The mental benefits of hiking are well known. It’s also a great form of exercise. Now there’s another case for why more people, kids especially, should wander the trails. Research shows that exposure to UVB rays early in life can block the symptoms of nearsightedness.
Researchers from King’s College London, the London School of Hygiene & Tropical Medicine, and several other institutions, observed 371 Europeans with nearsightedness and 2,797 without the condition. All the participants were 65 and older. The scientists estimated the participant’s exposure to sunlight between the ages of 14 to 29. Individuals with more exposure to UVB rays did not have high levels of myopia.

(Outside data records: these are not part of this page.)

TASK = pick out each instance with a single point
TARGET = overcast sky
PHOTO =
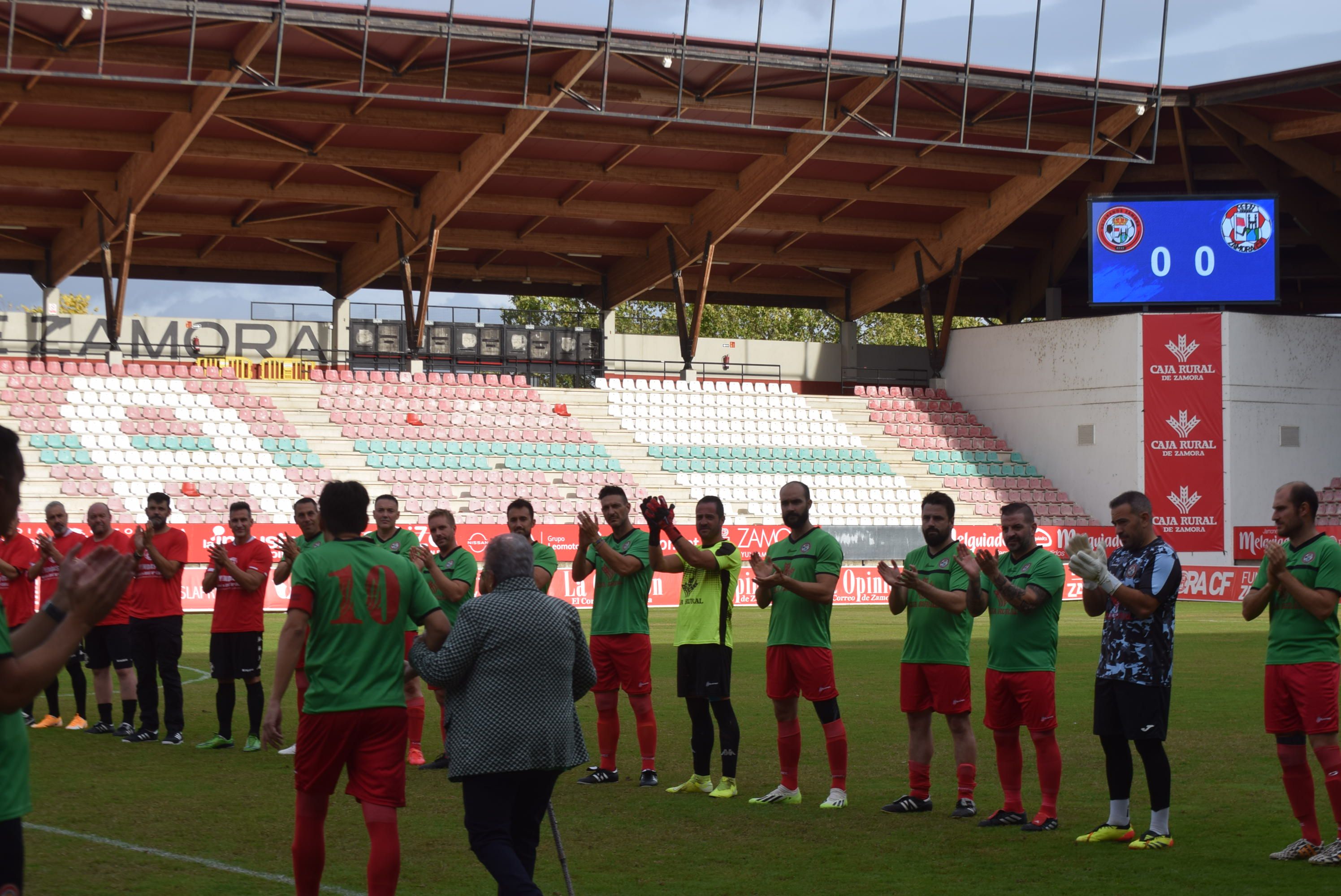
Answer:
(1207, 41)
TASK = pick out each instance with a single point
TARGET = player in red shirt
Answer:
(156, 621)
(238, 573)
(352, 600)
(17, 556)
(53, 553)
(108, 644)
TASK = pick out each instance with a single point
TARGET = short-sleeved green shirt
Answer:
(15, 798)
(361, 600)
(793, 619)
(545, 557)
(1297, 635)
(620, 603)
(459, 566)
(1025, 640)
(400, 544)
(936, 635)
(707, 597)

The study doesn’t prove a cause-and-effect link between sunlight and nearsightedness. Only an association. Ian Morgan, a vision researcher and visiting fellow at Australian National University (who isn’t involved in the study), suspects that “visible light” could be a factor. Another professor who agrees, Dr. Donald Mutti of the Ohio State University College of Optometry, thinks that “brighter light outside stimulates a release of dopamine from the retina; dopamine slows down the growth of the eye, preventing myopia.”
Can sunlight decrease myopia once it begins?
According to Doctor Mutti: “being outside only affects myopia before it occurs. Once a [person] needs glasses, being outside has no effect on myopia.”